0

How would I modify this IPv6 regex I wrote to either detect the address (ie the way the regex is written right now), but also accept "blank" ie the user did not specify an IPv6 address?

^[0-9a-fA-F]{1,4}:[0-9a-fA-F]{1,4}:[0-9a-fA-F]{1,4}:[0-9a-fA-F]{1,4}:[0-9a-fA-F]{1,4}:[0-9a-fA-F]{1,4}:[0-9a-fA-F]{1,4}:[0-9a-fA-F]{1,4}$

Right now, the regex is looking for a minimum of 0:0:0:0:0:0:0:0 or similar. Infact in addition to a blank address, I probably need to also be able to handle compression such as the following address:

FE80::1
or ::1
etc

Thanks!

* UPDATE *

So let me make sure I have this straight...

(^$|^IPV4)\|(^$|IPV6)\|REST OF STUFF$

That doesn't seem right.
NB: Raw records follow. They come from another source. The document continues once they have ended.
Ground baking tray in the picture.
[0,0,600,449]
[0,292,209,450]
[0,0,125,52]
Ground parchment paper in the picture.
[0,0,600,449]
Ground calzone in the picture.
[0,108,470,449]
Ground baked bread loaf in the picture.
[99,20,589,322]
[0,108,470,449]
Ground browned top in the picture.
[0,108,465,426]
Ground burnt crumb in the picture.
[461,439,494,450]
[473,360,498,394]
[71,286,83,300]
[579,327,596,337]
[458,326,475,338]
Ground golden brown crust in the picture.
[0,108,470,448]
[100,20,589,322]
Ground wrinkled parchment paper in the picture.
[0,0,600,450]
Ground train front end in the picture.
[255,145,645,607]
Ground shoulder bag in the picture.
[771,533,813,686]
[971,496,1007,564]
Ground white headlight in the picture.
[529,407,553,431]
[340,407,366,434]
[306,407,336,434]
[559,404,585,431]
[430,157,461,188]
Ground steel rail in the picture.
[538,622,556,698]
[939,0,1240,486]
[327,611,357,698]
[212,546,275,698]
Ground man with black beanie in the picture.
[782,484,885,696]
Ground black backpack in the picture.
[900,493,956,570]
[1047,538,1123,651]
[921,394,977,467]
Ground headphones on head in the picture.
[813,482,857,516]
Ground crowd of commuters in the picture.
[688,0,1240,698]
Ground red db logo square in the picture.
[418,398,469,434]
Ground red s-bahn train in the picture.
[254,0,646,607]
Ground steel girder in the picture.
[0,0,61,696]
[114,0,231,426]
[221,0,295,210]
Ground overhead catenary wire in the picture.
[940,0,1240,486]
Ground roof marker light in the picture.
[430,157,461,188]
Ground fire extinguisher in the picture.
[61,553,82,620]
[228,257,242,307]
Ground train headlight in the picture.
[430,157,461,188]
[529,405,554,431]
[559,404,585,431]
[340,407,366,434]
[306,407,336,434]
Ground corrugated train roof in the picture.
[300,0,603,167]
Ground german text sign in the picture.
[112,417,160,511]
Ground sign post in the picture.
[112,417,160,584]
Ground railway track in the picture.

I feel like I have misplaced the ^ and $ and the very beginning and end of my entire regex.

Maybe this instead:

 ^(^$|IPV4)\|(^$|IPV6)\|REST$

* UPDATE *

Still no luck. Here is part of my code with the middles chopped out for sanity:

^(|[0-9]{1,3}.<<<OMIT MIDDLE IPV4>>>.[0-9]{1,3})\|(|(\A([0-9a-f]{1,4}:){1,1}<<<OMIT MIDDLE IPV6>>>[0-1]?\d?\d)){3}\Z))\|[a-zA-Z0-<<<MORE STUFF MIDDLE OMITTED>>>{0,50}$

I hope that isn't confusing. Thats the beginning and end of each regex with the middles omitted so you can see the ( ).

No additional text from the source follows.